Change takes energy. And when you’re living hand to mouth, energy is a luxury. From the outside, we can identify all kinds of ways that people living in poverty could possibly improve their situation. But we need to understand that these people are hurting. When you’re struggling just to see the next day, any future beyond that fades. When you don’t know how much time you have left, you spend all you have in the present moment to ease suffering for you and your loved ones.

This mindset is not unique to poverty in Liberia; it’s a shared struggle throughout the world. It’s in your backyard too. I recently read this except from a book chronicling one woman’s experience living in poverty in America, and her take on “why poor people do things that seem so self-destructive”. (I highly recommend reading the whole thing). This quote stood out to me:

“I make a lot of poor financial decisions. None of them matter, in the long term. I will never not be poor, so what does it matter if I don’t pay a thing and a half this week instead of just one thing? It’s not like the sacrifice will result in improved circumstances; the thing holding me back isn’t that I blow five bucks at Wendy’s. It’s that now that I have proven that I am a Poor Person that is all that I am or ever will be.”
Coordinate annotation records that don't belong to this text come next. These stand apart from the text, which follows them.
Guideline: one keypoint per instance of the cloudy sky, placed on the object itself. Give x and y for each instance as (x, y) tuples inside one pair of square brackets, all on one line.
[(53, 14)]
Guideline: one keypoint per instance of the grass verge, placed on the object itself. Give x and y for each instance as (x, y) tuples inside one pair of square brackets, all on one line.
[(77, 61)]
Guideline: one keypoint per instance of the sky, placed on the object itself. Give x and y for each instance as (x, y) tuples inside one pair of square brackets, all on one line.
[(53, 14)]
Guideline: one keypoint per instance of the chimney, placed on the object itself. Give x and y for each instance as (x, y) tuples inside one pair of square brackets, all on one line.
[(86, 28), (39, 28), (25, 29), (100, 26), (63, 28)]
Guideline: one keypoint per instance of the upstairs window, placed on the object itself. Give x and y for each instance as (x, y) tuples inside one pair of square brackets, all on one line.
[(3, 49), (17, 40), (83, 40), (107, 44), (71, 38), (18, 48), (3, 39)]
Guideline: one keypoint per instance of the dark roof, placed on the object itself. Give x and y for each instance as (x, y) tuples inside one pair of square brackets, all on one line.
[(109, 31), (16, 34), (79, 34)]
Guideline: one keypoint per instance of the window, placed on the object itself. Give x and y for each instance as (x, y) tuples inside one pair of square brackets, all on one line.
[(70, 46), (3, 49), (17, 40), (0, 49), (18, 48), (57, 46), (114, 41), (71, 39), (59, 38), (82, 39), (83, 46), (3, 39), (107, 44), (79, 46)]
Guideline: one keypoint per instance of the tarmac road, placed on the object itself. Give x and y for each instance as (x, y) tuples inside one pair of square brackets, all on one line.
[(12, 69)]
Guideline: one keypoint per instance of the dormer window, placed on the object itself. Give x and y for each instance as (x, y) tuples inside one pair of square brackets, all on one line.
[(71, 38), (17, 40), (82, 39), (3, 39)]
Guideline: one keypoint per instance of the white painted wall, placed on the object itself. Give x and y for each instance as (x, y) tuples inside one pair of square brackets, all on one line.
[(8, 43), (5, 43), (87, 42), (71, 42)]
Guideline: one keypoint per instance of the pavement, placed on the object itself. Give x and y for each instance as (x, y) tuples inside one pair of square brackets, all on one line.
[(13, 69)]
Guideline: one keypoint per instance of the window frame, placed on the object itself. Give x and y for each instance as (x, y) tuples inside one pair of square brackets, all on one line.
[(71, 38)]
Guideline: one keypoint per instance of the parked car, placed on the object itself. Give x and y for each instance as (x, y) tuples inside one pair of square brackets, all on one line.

So I told my mother that I believed her situation was changing. Even though Ebola set Liberia back for a season, Liberia is on its way forward. Her husband is building a shop in her yard; we’re going to start business there soon. We could start saving for the future — we could work together now to try to change our situation.

About two weeks after I had this conversation with my mother, I noticed flecks of green in my little siblings’ bowls. Moringa! On the days we weren’t buying meat, my mother had started adding moringa to everybody’s rice, not just mine. I ran to her and gave her a big hug.

Then about a month after that, I walked past my little sister preparing our food. “Moringa finished”, she told me. “What do you mean, moringa finished?” I asked her. It turns out, we ate the whole tree. There was no moringa left. We were back to square one.

It seems my mother was right after all: Long term change is always harder than it looks from the outside.

(Update 1/9/16: we found a different tree, and this time we’re pacing ourselves as we eat it. Today I happened to overhear my little sister day while eating some moringa, “the moringa sweet-o” which is Liberian English for “this moringa is delicious”. Yay! Music to my ears!!)